Pojechaliśmy na miejsce to sprawdzić, ale nie jesteśmy w stanie stwierdzić kiedy doszło do zawalenia stropów - powiedział w rozmowie z PAP asp. Szymon Michalski.
Dalsza część artykułu pod materiałem wideo
Zniszczone zabezpieczenie wejścia do budynku zauważył patrol policji, co skłoniło służby do natychmiastowej interwencji. Asp. Michalski podkreślił, że mimo iż budynek był opuszczony, istniało ryzyko, że ktoś mógł tam wejść, dlatego tak ważne było dokładne sprawdzenie miejsca zdarzenia.
Zadania podjęła się specjalistyczna grupa ratowników z psami. Na szczęście miejscu nie znaleziono żadnych osób poszkodowanych.
Historia i przyszłość kamienicy
Zawalona kamienica ma bogatą historię sięgającą 1875 roku. Budynek należy do Bytomskich Mieszkań, które podlegają Urzędowi Miejskiemu w Bytomiu. Jak poinformowała rzeczniczka magistratu, Małgorzata Węgiel-Wnuk w rozmowie z PAP, w 2016 roku, na skutek decyzji Powiatowego Inspektoratu Nadzoru Budowlanego (PINB), rozebrano oficynę kamienicy. W tym samym roku wyprowadzili się ostatni lokatorzy, a lokale użytkowe zostały opróżnione.

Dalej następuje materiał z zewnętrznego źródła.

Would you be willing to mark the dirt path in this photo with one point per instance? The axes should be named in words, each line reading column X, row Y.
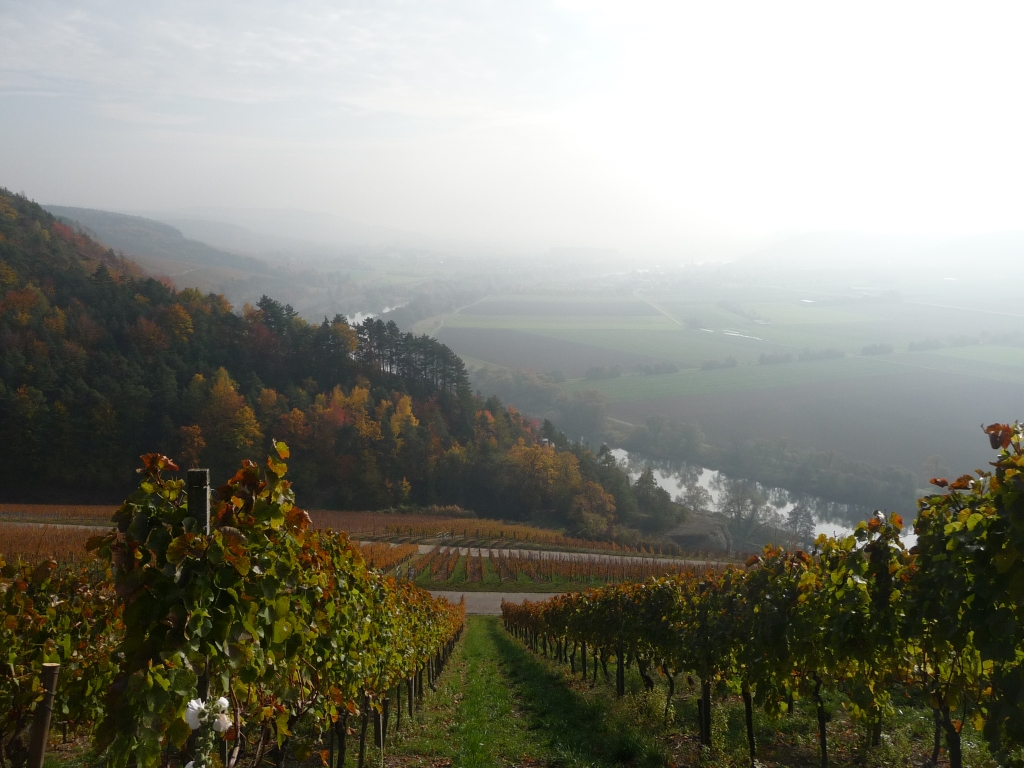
column 489, row 603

Co dalej z kamienicą? Decyzję o przyszłości budynku podejmie PINB. Warto zaznaczyć, że mimo zawalenia się stropów, nie było konieczności ewakuacji mieszkańców sąsiednich budynków. Wojewódzkie Centrum Zarządzania Kryzysowego poinformowało również, że incydent nie spowodował utrudnień w kursowaniu tramwajów ani w ruchu samochodowym.
Incydent przypomina o konieczności dbania o bezpieczeństwo opuszczonych budynków, aby zapobiegać podobnym zdarzeniom w przyszłości.